I realize that they’re in place to avoid confusion, but is it really that hard to learn the proper spelling of major cities? If you’re not going to autocorrect Taipei to Tai-B-E-I or Taichung to Tai-Z-H-O-N-G, why correct Hua-L-I-E-N to Hualian and C-H-I-A-Y-I to Jiayi? Also, it’s annoying that when one wants to refer to “M-U-C-H-A Man” it always gets corrected to Muzha Man. Place names are like people’s names: they should be spelled the way their owners want them spelled, not compelled to fit some standardized orthography.
If Forumosa is so concerned about promoting Hanyu Pinyin, why not use a correction like the one that gets activated when you type K-E-E-L-U-N-G? Watch: Keelung. That’s much less intrusive than changing the spelling of people’s words without warning.
I also find it annoying. If somebody gives me a street/place name i want the name that is going to show up on signs and not the correct HP form. If they want to do autocorrect then it should merely put the HP in parentheses.
It’s not as big of a deal now since I’ve been in Taiwan for awhile but this gave me fits when I moved here.
I, too, never understand the purpose of the place name auto-correct on this board. The pinyin correction is haphazard, as haokaiyang mentioned. M-u-c-h-a gets changed to mucha (even in lower case), yet Hsinchu, Taipei, and Taichung remain unchanged.
It feels like it’s a feature that was never finished. I say just scrap it…what’s the point?
[quote=“Steve4nLanguage”]I, too, never understand the purpose of the place name auto-correct on this board. The pinyin correction is haphazard, as haokaiyang mentioned. M-u-c-h-a gets changed to Muzha (even in lower case), yet Hsinchu, Taipei, and Taichung remain unchanged.
It feels like it’s a feature that was never finished. I say just scrap it…what’s the point?[/quote]
There is actually a reason for that. Hsinchu, Taipei, Taichung and about 10 other cities are considered internationally recognized and won’t be changed to Hanyu Pinyin. Everything else is supposed to change Hanyu Pinyin but it hasn’t happened and won’t happen for quite some time. And that’s just government signs. Private businesses are a different matter.
If I’m not mistaken, I believe the original poster and myself were referring to the auto correct feature on this forum, not to government standards, sign making, etc. At least, that’s what I was complaining about. :s
What’s the benefit of autocorrect? For the most part I see romanization used for giving directions or talking about a place. If I’m talking about a place I would definitely want see the same spelling as I’ve seen elsewhere.
Autocorrect will at least lead to the correct pinyin (ok, without tone marks), so we’ll at least be able to tell if it’s a qi or chi or che or xi or whatever. I won’t start calling C_h_i_a_y_i “車阿姨” or something. Often there is no “same spelling” - you’ll see different spellings on random signs. The naming system on this island is hopelessly inconsistent (as it is for Google and Apple Maps) - it’s nice to have at least one place, this forum, where I know what the names actually mean.
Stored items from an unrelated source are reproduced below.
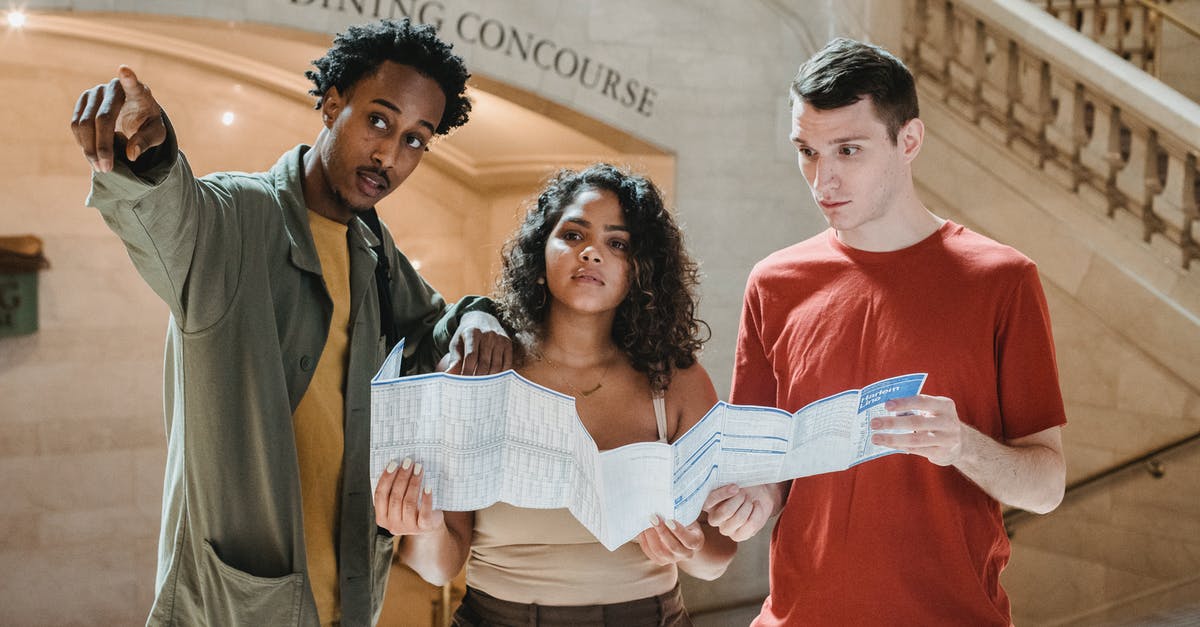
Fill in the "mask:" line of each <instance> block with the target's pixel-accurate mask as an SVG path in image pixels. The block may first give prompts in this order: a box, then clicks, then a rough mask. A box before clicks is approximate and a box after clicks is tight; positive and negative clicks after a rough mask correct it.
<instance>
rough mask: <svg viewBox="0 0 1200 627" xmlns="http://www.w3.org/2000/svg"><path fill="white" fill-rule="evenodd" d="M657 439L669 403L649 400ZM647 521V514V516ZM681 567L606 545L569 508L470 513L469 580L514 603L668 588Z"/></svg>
mask: <svg viewBox="0 0 1200 627" xmlns="http://www.w3.org/2000/svg"><path fill="white" fill-rule="evenodd" d="M654 418H655V422H656V423H658V428H659V441H660V442H666V441H667V435H666V405H665V402H664V399H662V398H661V396H656V398H655V399H654ZM646 524H647V526H649V520H647V521H646ZM677 579H678V573H677V571H676V567H674V565H671V566H658V565H655V563H654V562H652V561H650V560H649V559H647V557H646V554H643V553H642V549H641V547H638V545H637V543H634V542H626V543H625V544H623V545H620V547H619V548H618V549H617V550H614V551H610V550H608V549H605V548H604V545H602V544H600V542H599V541H596V539H595V537H594V536H592V533H590V532H589V531H588V530H587V529H586V527H584V526H583V525H581V524H580V521H578V520H576V519H575V516H574V515H571V513H570V512H569V510H568V509H528V508H523V507H515V506H511V504H508V503H496V504H493V506H492V507H488V508H486V509H480V510H479V512H475V536H474V538H473V539H472V543H470V556H469V557H468V560H467V585H469V586H470V587H474V589H476V590H482V591H484V592H487V593H488V595H491V596H493V597H496V598H500V599H504V601H511V602H515V603H538V604H540V605H592V604H602V603H619V602H623V601H632V599H635V598H643V597H649V596H654V595H661V593H664V592H668V591H670V590H671V589H673V587H674V585H676V581H677Z"/></svg>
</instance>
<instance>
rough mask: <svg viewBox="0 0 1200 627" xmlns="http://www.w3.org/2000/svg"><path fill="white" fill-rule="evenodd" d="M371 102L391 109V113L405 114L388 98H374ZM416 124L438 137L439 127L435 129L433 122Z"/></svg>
mask: <svg viewBox="0 0 1200 627" xmlns="http://www.w3.org/2000/svg"><path fill="white" fill-rule="evenodd" d="M371 102H374V103H376V105H379V106H380V107H384V108H388V109H391V111H394V112H396V113H397V114H400V113H403V112H401V111H400V107H397V106H396V103H394V102H392V101H390V100H386V98H374V100H372V101H371ZM416 124H420V125H421V126H424V127H426V129H428V130H430V132H431V133H434V135H437V132H438V130H437V127H434V126H433V123H431V121H427V120H418V121H416Z"/></svg>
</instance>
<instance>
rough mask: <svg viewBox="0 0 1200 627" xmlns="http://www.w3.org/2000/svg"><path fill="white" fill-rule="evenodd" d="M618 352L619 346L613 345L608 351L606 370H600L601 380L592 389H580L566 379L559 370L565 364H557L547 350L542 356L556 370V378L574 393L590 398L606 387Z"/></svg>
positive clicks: (542, 357) (572, 392)
mask: <svg viewBox="0 0 1200 627" xmlns="http://www.w3.org/2000/svg"><path fill="white" fill-rule="evenodd" d="M616 352H617V348H616V347H613V350H612V352H611V353H608V359H607V362H608V363H607V365H605V366H604V372H600V380H599V381H596V384H595V386H594V387H592V388H590V389H580V388H576V387H575V386H572V384H571V382H570V381H566V380H565V378H563V376H562V375H560V374H559V371H560V370H562V369H563V366H560V365H558V364H556V363H554V360H553V359H551V358H550V356H547V354H546V353H545V352H542V353H541V358H542V359H544V360H545V362H546V365H548V366H550V368H551V370H553V371H554V378H557V380H558V382H559V383H562V384H564V386H566V388H568V389H570V390H571V392H572V393H575V395H576V396H583V398H588V396H590V395H593V394H595V393H596V392H599V390H600V388H602V387H604V380H605V377H607V376H608V369H611V368H612V363H613V362H616V359H613V356H614V353H616Z"/></svg>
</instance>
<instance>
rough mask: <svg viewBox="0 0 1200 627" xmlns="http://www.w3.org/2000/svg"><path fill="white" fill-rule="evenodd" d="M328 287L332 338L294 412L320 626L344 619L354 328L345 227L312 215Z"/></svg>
mask: <svg viewBox="0 0 1200 627" xmlns="http://www.w3.org/2000/svg"><path fill="white" fill-rule="evenodd" d="M308 226H310V227H311V229H312V239H313V243H314V244H316V245H317V256H318V257H319V258H320V274H322V276H323V277H324V280H325V289H328V291H329V297H330V298H331V299H332V300H334V316H332V320H331V321H330V324H329V339H326V340H325V348H324V350H323V351H322V352H320V359H319V360H318V362H317V369H316V370H314V371H313V376H312V382H311V383H310V384H308V389H307V390H306V392H305V394H304V396H302V398H301V399H300V405H299V406H298V407H296V411H295V413H293V414H292V423H293V425H294V428H295V434H296V454H298V455H299V458H300V495H301V500H302V509H304V533H305V551H306V553H307V555H308V581H310V585H311V586H312V593H313V597H314V599H316V602H317V615H318V617H319V619H320V623H322V625H334V623H337V622H338V621H341V620H342V608H341V599H340V598H338V587H337V535H338V525H337V521H338V520H340V515H341V512H340V509H341V500H340V495H341V491H342V490H341V485H342V450H343V437H344V434H343V429H342V422H343V418H344V413H346V412H344V407H346V405H344V398H346V368H347V351H348V347H349V329H350V255H349V247H348V244H347V226H346V225H343V223H341V222H336V221H334V220H330V219H328V217H324V216H322V215H319V214H317V213H314V211H311V210H310V211H308Z"/></svg>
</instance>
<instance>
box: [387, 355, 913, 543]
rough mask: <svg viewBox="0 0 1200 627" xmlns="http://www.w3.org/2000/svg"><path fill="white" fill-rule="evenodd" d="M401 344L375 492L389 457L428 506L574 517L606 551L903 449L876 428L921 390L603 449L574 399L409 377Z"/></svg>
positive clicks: (810, 408)
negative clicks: (640, 533) (908, 398)
mask: <svg viewBox="0 0 1200 627" xmlns="http://www.w3.org/2000/svg"><path fill="white" fill-rule="evenodd" d="M402 354H403V344H401V345H398V346H397V347H396V348H395V350H394V351H392V353H391V356H389V357H388V359H386V360H385V362H384V364H383V366H382V368H380V369H379V372H378V374H377V375H376V377H374V380H373V381H372V384H371V386H372V387H371V480H372V489H373V488H374V483H376V482H378V479H379V476H380V473H382V472H383V468H384V467H385V466H386V465H388V462H389V461H392V460H396V461H400V460H403V459H406V458H408V459H412V460H414V461H419V462H421V464H422V465H424V468H425V471H424V472H425V479H424V482H425V484H426V485H427V486H431V488H432V496H433V507H434V508H437V509H444V510H457V512H466V510H478V509H482V508H485V507H487V506H491V504H492V503H494V502H497V501H504V502H508V503H511V504H515V506H518V507H529V508H542V509H550V508H563V507H565V508H568V509H570V512H571V513H572V514H574V515H575V518H577V519H578V520H580V522H582V524H583V526H584V527H587V529H588V530H589V531H590V532H592V533H593V535H594V536H595V537H596V538H598V539H599V541H600V542H601V543H602V544H604V545H605V547H606V548H608V549H610V550H612V549H616V548H617V547H619V545H622V544H624V543H625V542H629V541H630V539H632V538H634V537H636V536H637V535H638V533H640V532H641V531H642V530H644V529H646V527H647V526H648V525H649V520H650V516H652V515H659V516H662V518H666V519H673V520H676V521H678V522H680V524H684V525H689V524H691V522H692V521H695V520H696V518H697V516H698V515H700V510H701V507H702V506H703V503H704V498H706V497H707V496H708V492H709V491H712V490H713V489H715V488H719V486H721V485H725V484H728V483H736V484H738V485H757V484H763V483H775V482H780V480H786V479H792V478H796V477H806V476H810V474H820V473H823V472H833V471H840V470H845V468H848V467H850V466H853V465H856V464H860V462H863V461H866V460H870V459H874V458H877V456H881V455H887V454H890V453H896V450H895V449H890V448H884V447H880V446H876V444H872V443H871V441H870V428H869V424H870V419H871V418H874V417H875V416H881V414H883V413H886V411H884V408H883V404H884V402H886V401H887V400H889V399H895V398H905V396H912V395H916V394H918V393H919V392H920V388H922V386H923V384H924V382H925V375H924V374H914V375H902V376H898V377H892V378H888V380H883V381H878V382H876V383H872V384H870V386H868V387H865V388H863V389H862V390H846V392H842V393H840V394H835V395H833V396H828V398H824V399H821V400H817V401H814V402H811V404H809V405H808V406H805V407H804V408H802V410H799V411H798V412H796V413H794V414H790V413H787V412H785V411H782V410H776V408H772V407H755V406H738V405H728V404H726V402H724V401H722V402H718V404H716V405H715V406H714V407H713V408H712V410H709V412H708V413H707V414H706V416H704V418H702V419H701V420H700V423H697V424H696V425H695V426H692V428H691V429H690V430H688V432H686V434H684V435H683V436H680V437H678V438H677V440H676V441H674V442H673V443H671V444H666V443H661V442H640V443H635V444H628V446H624V447H620V448H616V449H612V450H604V452H601V450H598V449H596V446H595V443H594V442H593V441H592V437H590V436H589V435H588V432H587V430H586V429H584V428H583V424H582V423H581V422H580V419H578V417H577V416H576V412H575V399H572V398H571V396H568V395H564V394H560V393H558V392H554V390H551V389H548V388H545V387H541V386H539V384H536V383H533V382H530V381H528V380H526V378H523V377H521V376H520V375H517V374H516V372H515V371H512V370H509V371H505V372H500V374H498V375H491V376H482V377H464V376H456V375H445V374H433V375H419V376H412V377H404V378H400V372H401V370H400V365H401V359H402Z"/></svg>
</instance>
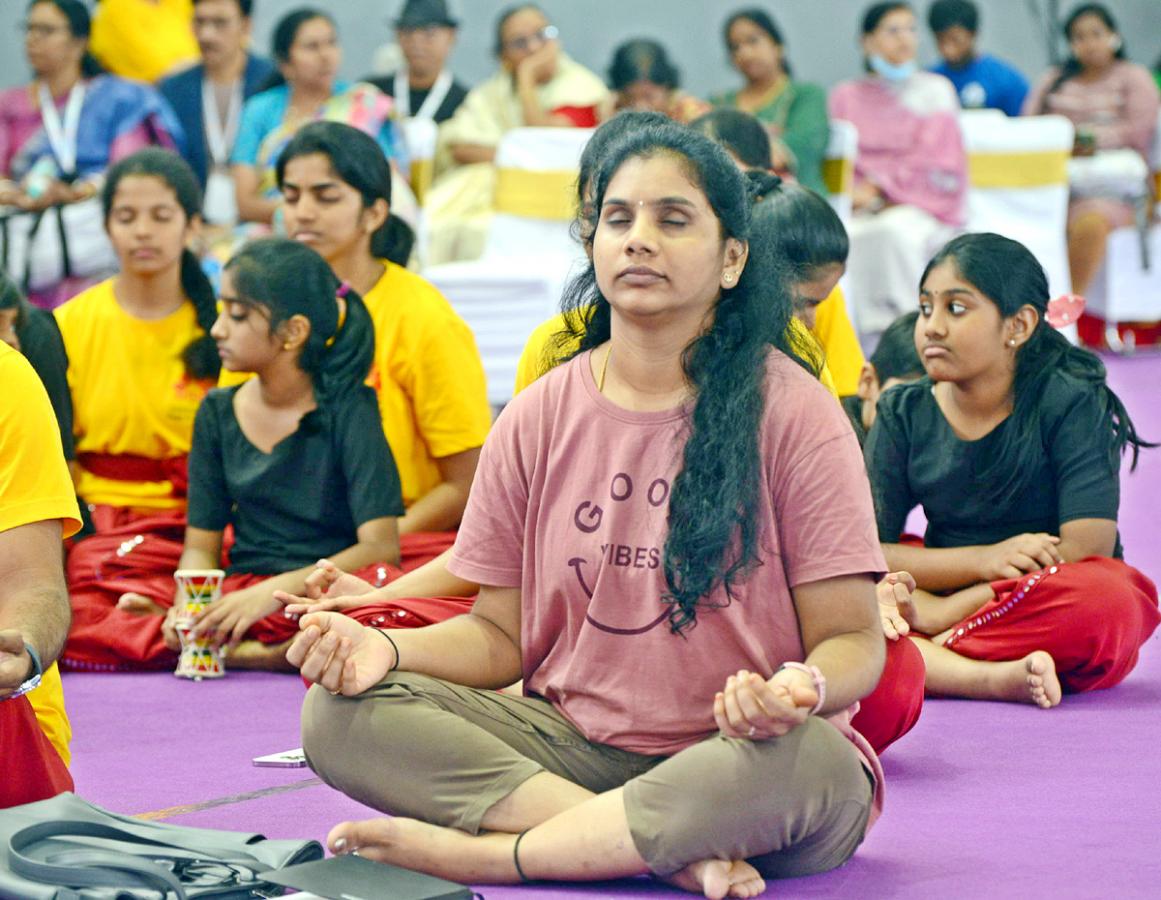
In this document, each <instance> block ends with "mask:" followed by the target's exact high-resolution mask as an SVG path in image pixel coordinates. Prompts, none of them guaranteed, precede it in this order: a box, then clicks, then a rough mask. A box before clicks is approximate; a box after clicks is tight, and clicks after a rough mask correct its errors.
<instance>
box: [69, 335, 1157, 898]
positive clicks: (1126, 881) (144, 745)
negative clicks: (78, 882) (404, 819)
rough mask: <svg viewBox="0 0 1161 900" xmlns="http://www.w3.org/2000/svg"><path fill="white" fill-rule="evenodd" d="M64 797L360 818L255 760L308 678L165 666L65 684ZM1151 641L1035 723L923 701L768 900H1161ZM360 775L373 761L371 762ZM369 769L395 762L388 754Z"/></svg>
mask: <svg viewBox="0 0 1161 900" xmlns="http://www.w3.org/2000/svg"><path fill="white" fill-rule="evenodd" d="M1109 366H1110V380H1111V381H1112V383H1113V387H1115V388H1116V390H1117V391H1118V393H1119V394H1120V396H1122V397H1123V398H1124V401H1125V403H1126V404H1127V405H1128V408H1130V410H1131V412H1132V415H1133V416H1134V420H1135V422H1137V424H1138V426H1139V429H1140V430H1141V433H1142V434H1145V435H1146V437H1149V438H1154V439H1158V438H1161V403H1158V401H1156V396H1158V394H1156V386H1158V383H1161V358H1159V357H1145V355H1142V357H1139V358H1134V359H1127V360H1123V359H1112V360H1109ZM1123 484H1124V489H1123V497H1122V533H1123V538H1124V542H1125V547H1126V554H1127V556H1128V559H1130V561H1131V562H1133V563H1134V564H1137V566H1138V567H1139V568H1141V569H1142V570H1144V571H1145V573H1146V574H1147V575H1149V576H1151V577H1153V578H1154V579H1158V578H1159V577H1161V549H1159V547H1158V543H1156V540H1158V535H1159V534H1161V528H1159V526H1161V451H1156V452H1148V453H1145V454H1142V456H1141V465H1140V467H1139V469H1138V471H1137V473H1135V474H1134V475H1132V476H1126V478H1125V480H1124V481H1123ZM65 690H66V694H67V700H68V711H70V714H71V718H72V723H73V730H74V737H73V766H72V769H73V775H74V778H75V780H77V791H78V793H80V794H81V795H84V797H86V798H88V799H89V800H92V801H93V802H96V804H99V805H101V806H107V807H109V808H111V809H116V811H118V812H124V813H163V814H164V815H165V816H166V818H173V819H174V820H175V821H179V822H181V823H183V825H195V826H207V827H216V828H232V829H239V830H257V831H261V833H264V834H266V835H268V836H271V837H313V838H318V840H322V838H324V837H325V835H326V831H327V830H329V829H330V827H331V826H332V825H334V823H336V822H339V821H341V820H344V819H349V818H358V816H363V815H368V814H370V812H369V811H368V809H367V808H366V807H363V806H361V805H360V804H356V802H354V801H352V800H349V799H347V798H345V797H342V795H341V794H339V793H337V792H334V791H332V790H331V789H329V787H326V786H325V785H320V784H317V783H313V777H312V773H311V772H310V771H309V770H307V769H259V768H255V766H253V765H251V763H250V759H251V757H253V756H258V755H261V754H268V753H274V751H277V750H284V749H289V748H291V747H296V746H298V743H300V741H298V705H300V701H301V699H302V694H303V686H302V682H301V681H300V679H298V678H296V677H291V676H279V675H259V674H247V672H241V674H231V675H230V676H229V677H228V678H225V679H223V681H221V682H204V683H201V684H194V683H189V682H185V681H181V679H178V678H174V677H173V676H170V675H165V674H149V675H95V674H94V675H91V674H67V675H66V677H65ZM1159 713H1161V636H1158V635H1154V638H1153V639H1152V640H1151V641H1149V642H1148V643H1147V645H1146V646H1145V647H1144V648H1142V650H1141V661H1140V664H1139V665H1138V668H1137V670H1135V671H1134V672H1133V674H1132V676H1131V677H1130V678H1128V679H1127V681H1126V682H1125V683H1124V684H1122V685H1120V686H1118V687H1116V689H1115V690H1112V691H1104V692H1097V693H1093V694H1084V696H1079V697H1067V698H1066V699H1065V703H1063V704H1062V705H1061V706H1060V707H1059V708H1057V710H1053V711H1051V712H1043V711H1038V710H1033V708H1031V707H1025V706H1012V705H1007V704H985V703H967V701H954V700H940V701H929V703H928V704H926V705H925V707H924V712H923V718H922V719H921V720H920V723H918V725H917V726H916V728H915V730H914V732H911V734H909V735H908V736H907V737H904V739H903V740H902V741H901V742H900V743H899V744H896V746H895V747H894V748H892V749H890V750H889V751H888V753H887V755H886V757H885V759H884V764H885V766H886V770H887V778H888V786H887V808H886V812H885V814H884V818H882V819H881V820H880V822H879V823H878V825H877V826H875V828H874V829H873V830H872V833H871V835H870V836H868V837H867V840H866V842H865V843H864V845H863V847H861V848H860V849H859V852H858V854H857V855H856V857H854V859H853V861H851V863H849V864H848V865H846V866H844V867H843V869H841V870H838V871H835V872H829V873H827V874H823V876H816V877H814V878H807V879H795V880H791V881H780V883H777V884H773V885H771V887H770V890H769V891H767V892H766V895H769V897H774V895H778V897H791V898H822V897H827V898H830V897H838V898H845V897H851V898H854V897H859V898H861V897H875V898H924V899H925V898H931V897H943V898H965V897H971V898H974V897H988V898H1008V897H1012V898H1016V897H1019V898H1027V897H1063V898H1105V897H1118V898H1135V897H1142V898H1144V897H1158V895H1161V753H1159V750H1158V748H1159V747H1161V714H1159ZM369 764H375V763H374V762H369ZM380 764H382V765H389V764H390V761H388V759H384V761H382V762H381V763H380ZM484 893H485V894H486V897H488V898H489V900H496V899H497V898H499V899H502V900H503V899H504V898H509V899H515V898H520V899H522V900H526V899H527V898H532V897H547V898H572V897H575V898H582V897H584V898H592V897H616V898H629V897H686V894H680V893H677V892H673V891H670V890H666V888H664V887H661V886H657V885H654V884H651V883H649V881H647V880H643V879H636V880H630V881H618V883H610V884H599V885H587V886H575V885H570V886H567V887H545V886H539V885H538V886H531V887H525V888H515V887H486V888H484Z"/></svg>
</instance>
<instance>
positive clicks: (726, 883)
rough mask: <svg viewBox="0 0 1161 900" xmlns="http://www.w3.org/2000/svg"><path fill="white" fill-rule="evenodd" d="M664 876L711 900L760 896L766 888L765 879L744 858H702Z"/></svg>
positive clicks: (765, 882) (675, 883) (674, 884)
mask: <svg viewBox="0 0 1161 900" xmlns="http://www.w3.org/2000/svg"><path fill="white" fill-rule="evenodd" d="M662 880H663V881H665V883H666V884H671V885H673V887H680V888H682V890H683V891H688V892H690V893H694V894H704V895H705V897H707V898H709V900H722V898H726V897H757V895H758V894H760V893H762V892H763V891H765V890H766V881H765V879H763V877H762V876H760V874H758V870H757V869H755V867H753V866H752V865H750V864H749V863H747V862H745V861H744V859H735V861H733V862H731V861H729V859H702V861H701V862H700V863H691V864H690V865H687V866H685V869H683V870H682V871H680V872H675V873H673V874H671V876H669V877H668V878H663V879H662Z"/></svg>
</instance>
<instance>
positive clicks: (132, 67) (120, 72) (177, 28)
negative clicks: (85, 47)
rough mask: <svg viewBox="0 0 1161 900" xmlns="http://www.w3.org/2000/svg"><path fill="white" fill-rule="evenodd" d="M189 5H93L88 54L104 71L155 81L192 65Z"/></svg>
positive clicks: (156, 3) (183, 0) (119, 2)
mask: <svg viewBox="0 0 1161 900" xmlns="http://www.w3.org/2000/svg"><path fill="white" fill-rule="evenodd" d="M193 2H194V0H98V3H96V7H95V8H94V10H93V53H94V55H95V56H96V58H98V59H99V60H100V62H101V65H103V66H104V67H106V69H108V70H109V71H110V72H113V73H114V74H118V75H122V77H123V78H131V79H134V80H136V81H149V82H152V81H157V80H159V79H161V78H165V77H167V75H172V74H175V73H176V72H180V71H181V70H182V69H186V67H187V66H192V65H194V64H195V63H197V42H196V41H195V39H194V35H193V33H192V31H190V30H189V17H190V15H192V14H193Z"/></svg>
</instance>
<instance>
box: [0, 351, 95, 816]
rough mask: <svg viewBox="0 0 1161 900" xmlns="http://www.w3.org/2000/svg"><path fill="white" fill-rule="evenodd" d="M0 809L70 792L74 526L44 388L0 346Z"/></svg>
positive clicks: (54, 426)
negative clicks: (64, 573)
mask: <svg viewBox="0 0 1161 900" xmlns="http://www.w3.org/2000/svg"><path fill="white" fill-rule="evenodd" d="M0 383H2V384H3V386H5V389H6V391H7V393H8V395H9V399H8V401H6V403H5V404H3V405H2V406H0V771H2V772H3V776H2V777H0V808H3V807H8V806H16V805H19V804H27V802H33V801H34V800H43V799H45V798H49V797H53V795H55V794H58V793H60V792H62V791H70V790H72V786H73V784H72V778H71V777H70V775H68V769H67V768H66V762H65V759H66V757H67V753H68V721H67V719H66V718H65V712H64V697H63V694H62V690H60V676H59V674H58V671H57V665H56V660H57V656H59V655H60V648H62V647H63V646H64V642H65V635H66V634H67V633H68V617H70V610H68V593H67V590H66V589H65V578H64V566H63V561H64V556H63V553H62V547H60V539H62V535H65V537H67V535H71V534H73V533H75V531H77V530H78V528H79V527H80V513H79V511H78V509H77V495H75V494H74V492H73V487H72V481H71V480H70V477H68V469H67V467H66V466H65V459H64V453H63V451H62V447H60V432H59V430H58V429H57V424H56V419H55V418H53V413H52V405H51V404H50V403H49V397H48V394H46V393H45V390H44V386H43V384H41V380H39V379H38V377H37V375H36V372H35V370H34V369H33V367H31V366H30V365H29V362H28V361H27V360H26V359H24V358H23V357H22V355H21V354H20V353H17V352H16V351H15V350H13V348H12V347H9V346H8V345H7V344H0Z"/></svg>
I’m generally in favour of the autocorrect, although I do also like the parenthetical “here’s how you’ll often see it” approach.
I have to add my “thumbs up” for the Pinyin auto-correct. While the wizened long-term expats among us have learned to cope with a myriad of possible spellings for the same place, standardisation is helpful for newcomers. So for example my home, the delightful garden city of Zhonghe, always carries the same spelling when different people are talking about it, rather than
…and many more I’ve seen over the years. Add apostrophes, random capital letters, and hyphens for further fun.
I’m not saying we should be able to spell places any way we want, I’m saying there are standard non-Pinyin spellings of major cities (like Chris listed) that should NOT be autocorrected. Ironlady is probably right that many of the locals don’t know how to correctly spell the name of their own city, but many do, and apparently they’re backed up by their government. It makes sense to standardize spelling for search purposes, but if the Keelung solution were adopted for all the major cities on Chris’s list, then people looking for info on those cities could find it by searching for either spelling, traditional OR Pinyin. That’s a compromise that I think would satisfy most everyone.
Steve4nLanguage is right that my original post was referring to this forum, but I’m all for standardizing street signs as well. Lately I’ve noticed a couple in oh-so-enlightened Taipei that are wrong: “JungGong” for 軍功路 (apparently the signmaker was a great admirer of Carl Jung’s contributions to psychiatry) and “GuGoung” for 故宮路. But I digress. If we can take the trouble to write Ma Ying-jeou instead of Ma Yingjiu, surely we can learn to spell traditional place names too.